Another point I usually look for in this section of the challenge are signs showing whether or not a student understands the relationship between the two 'shifts' that occur to the ellipses as we transition from the end closer to the viewer to the end farther away. These include the shift in scale (which, due to the convergence of the side edges, causes the far end to get smaller overall than the closer end), and the shift in degree (which causes the far end to get proportionally wider than the end closer to the viewer). What students sometimes forget or miss out on noticing, however, is the fact that these two shifts occur in tandem, at roughly the same rate, because they both manifest the foreshortening being applied to the given form, and serve to communicate the same thing to the viewer. That is, just how much of the cylinder's length exists in the unseen dimension of depth, which cannot be directly conveyed on the page.

Fortunately I've not seen significant contradiction of this in your work, but I offered the explanation above just in case. Normally I look at any examples of really dramatic foreshortening to see how the two shifts behave, but there don't appear to be any of that sort in this set.

Moving onto your cylinders in boxes, overall you've done a pretty good job, but I did see a few places where you weren't as consistent in checking your line extensions as you ought to have been. For example, on number 200 you skipped the ellipses' lines and only extended the box's edges. I also noticed that some others earlier on, like 185 and 183, you only extended two of the box's three sets of parallel edges. This is also visible on other pages before that point.
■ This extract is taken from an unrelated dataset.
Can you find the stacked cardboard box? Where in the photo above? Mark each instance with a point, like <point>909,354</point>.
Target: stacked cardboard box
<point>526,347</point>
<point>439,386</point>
Overall however, and more so as you push through the set, you have shown a fair bit of care in applying these line extensions. Ultimately the line extensions themselves are quite important. The exercise itself is all about helping develop students' intuition in regards to constructing boxes which feature two opposite faces which are proportionally square. We do that by testing how far off our ellipses are from representing circles in 3D space by checking whether their lines (their minor axes and contact point lines) converge towards the box's own vanishing points. This also allows us to test how far off we are from having the planes that enclose those ellipses represent squares in 3D space.

There are however two things I want to point out which are somewhat reducing the effectiveness of this analysis approach. The first of these is that you appear to be focused primarily on extending the ellipses' contact point lines, but not their minor axes. Make sure that you extend those minor axes for both ellipses all the way back as well, so you can see whether or not they're converging towards the box's own vanishing points.

Secondly, make sure that your ellipses touch all four edges of the plane - you have a tendency to have some touch just two edges. Having it touch all 4 edges will ensure that when we test the line extensions, we are analyzing the enclosing plane as well, rather than just the ellipse it contains.

Anyway, all in all you are doing quite well, but have a few things to keep in mind. I'll go ahead and mark this challenge as complete.